Non sò cosa sia questa vita forse come dice il mio amico Angelo ... è tutta una follia ...

Appunti di Viaggio 79 (L'alce e la felce)



Nel secondo parco più freddo del mondo
fitti abeti inclinati a benvenuto sul pendìo
l’uomo conta dieci passi e dieci alla volta
che si affacciano sulla valle della vita
nel risalire quel tripudio di natura folle
che colora di verde anche la scura veste
resta in silenzio tra il ghiaccio e la felce
facendosi strada nella tundra desolata.

Il primo passo lo vede in una mistura
di limo e fogliame cristallizzato humus
a ricerca di un nutrimento oltre la frontiera
e il secondo lo avverte sulla caviglia gonfia
si pianta come una zappa su di un masso
affina i pungoli di acciaio all’umida vena
si sposta di un miglio dalla cremagliera
e al secolo riafferma la solenne esistenza.

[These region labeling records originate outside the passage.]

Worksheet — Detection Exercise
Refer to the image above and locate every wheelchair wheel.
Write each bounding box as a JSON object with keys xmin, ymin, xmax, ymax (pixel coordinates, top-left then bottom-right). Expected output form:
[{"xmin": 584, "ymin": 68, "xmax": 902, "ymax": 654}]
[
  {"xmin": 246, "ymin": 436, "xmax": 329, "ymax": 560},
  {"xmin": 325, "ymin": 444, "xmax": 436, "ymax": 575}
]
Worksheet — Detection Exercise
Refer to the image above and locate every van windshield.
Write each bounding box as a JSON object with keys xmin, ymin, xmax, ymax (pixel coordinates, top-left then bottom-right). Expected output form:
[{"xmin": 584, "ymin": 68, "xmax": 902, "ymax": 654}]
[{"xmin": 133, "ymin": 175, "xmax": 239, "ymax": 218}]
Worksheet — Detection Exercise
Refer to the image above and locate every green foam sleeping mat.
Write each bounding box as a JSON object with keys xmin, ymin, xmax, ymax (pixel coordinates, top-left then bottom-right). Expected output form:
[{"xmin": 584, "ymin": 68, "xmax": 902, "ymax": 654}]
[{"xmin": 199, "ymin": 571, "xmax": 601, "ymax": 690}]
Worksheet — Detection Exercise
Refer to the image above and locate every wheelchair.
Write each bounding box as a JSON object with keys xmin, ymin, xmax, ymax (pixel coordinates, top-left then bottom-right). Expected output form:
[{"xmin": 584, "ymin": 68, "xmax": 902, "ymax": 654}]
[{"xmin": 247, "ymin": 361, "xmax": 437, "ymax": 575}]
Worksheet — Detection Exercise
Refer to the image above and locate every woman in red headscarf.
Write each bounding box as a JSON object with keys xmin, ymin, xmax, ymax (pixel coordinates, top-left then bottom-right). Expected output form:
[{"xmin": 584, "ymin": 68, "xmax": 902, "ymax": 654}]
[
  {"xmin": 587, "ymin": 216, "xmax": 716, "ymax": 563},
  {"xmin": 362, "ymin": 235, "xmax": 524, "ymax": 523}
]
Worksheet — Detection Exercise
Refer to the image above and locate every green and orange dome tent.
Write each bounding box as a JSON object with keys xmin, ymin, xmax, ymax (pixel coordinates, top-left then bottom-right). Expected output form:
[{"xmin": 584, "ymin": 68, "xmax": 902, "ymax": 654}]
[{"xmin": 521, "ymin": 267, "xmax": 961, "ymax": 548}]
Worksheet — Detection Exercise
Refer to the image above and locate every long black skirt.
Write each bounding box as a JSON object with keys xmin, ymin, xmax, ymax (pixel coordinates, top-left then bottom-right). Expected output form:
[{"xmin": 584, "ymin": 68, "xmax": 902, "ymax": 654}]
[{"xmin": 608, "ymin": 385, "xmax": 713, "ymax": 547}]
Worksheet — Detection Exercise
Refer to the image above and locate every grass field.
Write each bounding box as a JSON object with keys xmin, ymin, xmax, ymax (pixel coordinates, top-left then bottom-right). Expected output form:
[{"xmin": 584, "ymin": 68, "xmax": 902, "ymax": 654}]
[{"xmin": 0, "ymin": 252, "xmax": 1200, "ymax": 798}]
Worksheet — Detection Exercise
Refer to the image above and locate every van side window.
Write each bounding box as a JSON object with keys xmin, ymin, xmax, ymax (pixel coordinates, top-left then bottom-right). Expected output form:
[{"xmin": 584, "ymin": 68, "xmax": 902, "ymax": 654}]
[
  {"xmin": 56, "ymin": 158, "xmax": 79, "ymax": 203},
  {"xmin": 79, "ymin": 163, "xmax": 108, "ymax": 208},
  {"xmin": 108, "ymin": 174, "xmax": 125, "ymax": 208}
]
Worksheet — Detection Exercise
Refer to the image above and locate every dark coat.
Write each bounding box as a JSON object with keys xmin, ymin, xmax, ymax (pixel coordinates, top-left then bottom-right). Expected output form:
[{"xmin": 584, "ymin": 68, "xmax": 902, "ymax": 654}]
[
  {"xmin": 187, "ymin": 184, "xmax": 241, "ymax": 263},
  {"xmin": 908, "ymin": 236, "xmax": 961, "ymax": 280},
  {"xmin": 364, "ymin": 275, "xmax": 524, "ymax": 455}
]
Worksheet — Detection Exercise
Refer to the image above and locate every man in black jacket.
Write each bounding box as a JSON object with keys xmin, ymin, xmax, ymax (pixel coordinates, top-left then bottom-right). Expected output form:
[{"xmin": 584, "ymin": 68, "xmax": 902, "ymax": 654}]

Il terzo risponde solitario al panorama
si apre come una fiocina tuffata nel mare
sale fitta la foschia dal pianoro incantato
epiche colline narrano le trucide battaglie
sgretolano il ricordo di un soldato affamato
nel trovar rifugio tra cave di tufo e sangue
lasciando alle spalle il cuore di una madre
prende il quarto che guarda assorto il passo
dimentica la guerra che indietro lo ha pervaso
e segnato come un graffito alla caverna buia.

Il quinto riprende a scatto la sua ascesa
un acqua più fresca della felce mattutina
tace quella poca miseria nella bisaccia
non si cura delle carni dolenti e tatuate
come un alce afferra il suo destino bieco
e cosparge la finta muta di corna al ramo
come una frusta molle che si allena alla bufera
e il sesto non può che appellarsi al senso
il sudore e la spossatezza pesano a rigetto.

Il settimo spegne nel suo cuor l’ultimo fuoco
ricordo di un tepore nell’ammucchiata della sera
una lenta strimpellata di bengio e di armonica
le note evadevano fredde come in una prigione
ad accompagnar quel melodioso scoppiettìo
tinto carminio come se leggesse l’orizzonte
e l’ottavo abbandona il suo per sempre addio.

Il nono passo risveglia ai piedi i suoi geloni
e come un maschio confuso di una mandria
a lenire il dolore cerca in sogno la compagna
un colbacco lo risparmia dal suo duro sentire
dalla fregola e nella pelliccia intrisa di cenere
riavvolge il budello attorno alla sua cinta
rimesta nella brace un lembo di cotenna
riporta con un salto il covone alla tracolla
e riprende quella via con il fucile in spalla.

La caccia non gli ha donato ancora la sospirata alce
ma cumuli di felce a dieci passi e dieci calpestata
a pochi istanti dal focolare e dalla sua donna amata.